Ihm zufolge führten die Ungewissheit über die Zukunft des Trainers, Meinungsverschiedenheiten innerhalb des Verbandes und ungelöste Vertragsfragen zu Instabilität während des Turniers.
„Vor dem Norwegen-Spiel gab es schon Probleme“, sagt er. „Der Vertrag des Trainers war nicht geklärt. Es gab Meinungsverschiedenheiten über die Spielerauswahl. Dann, zehn Minuten vor dem Ende gegen Belgien, brachte ein Wechsel die Defensivstruktur völlig zum Erliegen.“
Er zieht einen noch umfassenderen Vergleich.
„Das Land ist gelähmt. Es gab so viel Hoffnung nach dem Afrikanischen Nationen-Pokal, genauso wie es politisch so viel Hoffnung gab.

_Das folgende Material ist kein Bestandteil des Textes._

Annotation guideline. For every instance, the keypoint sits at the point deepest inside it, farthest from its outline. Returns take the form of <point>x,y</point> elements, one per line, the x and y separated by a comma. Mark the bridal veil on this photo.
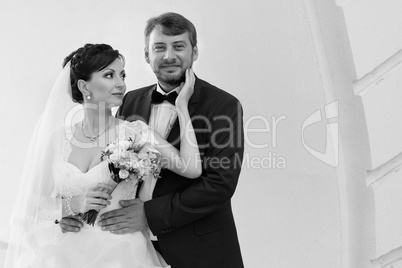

Heute herrscht Enttäuschung. In vielerlei Hinsicht spiegelt der Zusammenbruch der Mannschaft die Stimmung des Landes wider.“
Diese Ansichten spiegeln ein Gefühl wider, das diese Woche von vielen Anhängern in Dakar wiederholt wurde. Es herrscht Frustration, nicht nur weil Senegal verloren hat, sondern auch darüber, wie es verloren hat.
Das Talent war da. Die Gelegenheit war da. Über weite Strecken des Spiels schien Senegal die stärkere Mannschaft zu sein. Das ist vielleicht der Grund, warum die Stille anhält.
Diese Generation hat die Erwartungen geweckt. Der Gewinn kontinentaler Titel hat das Selbstverständnis Senegals verändert. Das Erreichen der K.-o.-Runde reicht nicht mehr aus; Die Fans glauben, dass dieses Team mit den Besten der Welt konkurrieren sollte.
Letztlich ist es nur Fußball. Aber im Senegal ist Fußball zu etwas Größerem als dem Sport geworden. Es ist eine Quelle des Nationalstolzes, ein seltener Moment kollektiver Einheit und ein Spiegelbild der Möglichkeiten.
Deshalb fühlt sich diese Niederlage so grausam an. Nicht, weil ein Match verloren ging. Sondern weil es sich einen Abend lang so anfühlte, als ob das Potenzial eines ganzen Landes innerhalb von nur fünf Minuten verloren gegangen wäre.